Baby found dead at Wagga beach homeless encampment as mother and another infant taken to hospital | New South Wales


A baby has been found dead in a tent in regional New South Wales, prompting renewed calls to address homelessness across regional Australia.

Police were called to a homeless encampment near Wagga beach on the Murrumbidgee River on Saturday, where they found a 37-year-old woman with two infants, one of whom was deceased.

The surviving baby and the mother were taken to hospital, where the infant remained in a critical condition on Monday afternoon, authorities said.

Police said there were “no suspicious circumstances”, while local media reported the woman had recently given birth.

Local councillor Richard Foley said the death was a tragedy and showed the housing crisis had gotten “out of hand”.

“We’ve now had a death of a young baby, a newborn baby, in a tent,” he said.

“A newborn child is deceased, and another one is in a serious condition.

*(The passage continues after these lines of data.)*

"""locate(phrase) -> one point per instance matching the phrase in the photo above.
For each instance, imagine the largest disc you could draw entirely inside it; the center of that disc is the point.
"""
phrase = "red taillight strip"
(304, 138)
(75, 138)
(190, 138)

The mother was escorted to hospital on the weekend, which is just unacceptable.”

The encampment at Wagga beach. Photograph: Richard Foley

Foley said the river encampment had grown bigger each year, as the city of Wagga Wagga saw a substantial rise in people sleeping rough. In 2024, a local council paper indicated there were 257 homeless people in the area, a 71% increase from eight years earlier.

“Let’s face it, we’ve seen this type of thing across all cities,” Foley said.

“But it’s growing in number out here. And the rental availability in this city is beyond a crisis. This is an emergency.”

The rental vacancy rate in the Riverina was at a record low of 0.6% in January 2025, according to PRD Real Estate.

Foley was working on a fresh report into how many rough sleepers there were in the region and called on the state government to “step up and start doing something”.

There was a lack of public housing in the area, he said. While the state government had promised to build more social housing, those dwellings would only replace the exisiting stock, Foley said.

“A line of the sand has got to be drawn. People are sick and tired of the political class, which is just totally disconnected.”

Comment was being sought from the NSW homelessness minister, Rose Jackson.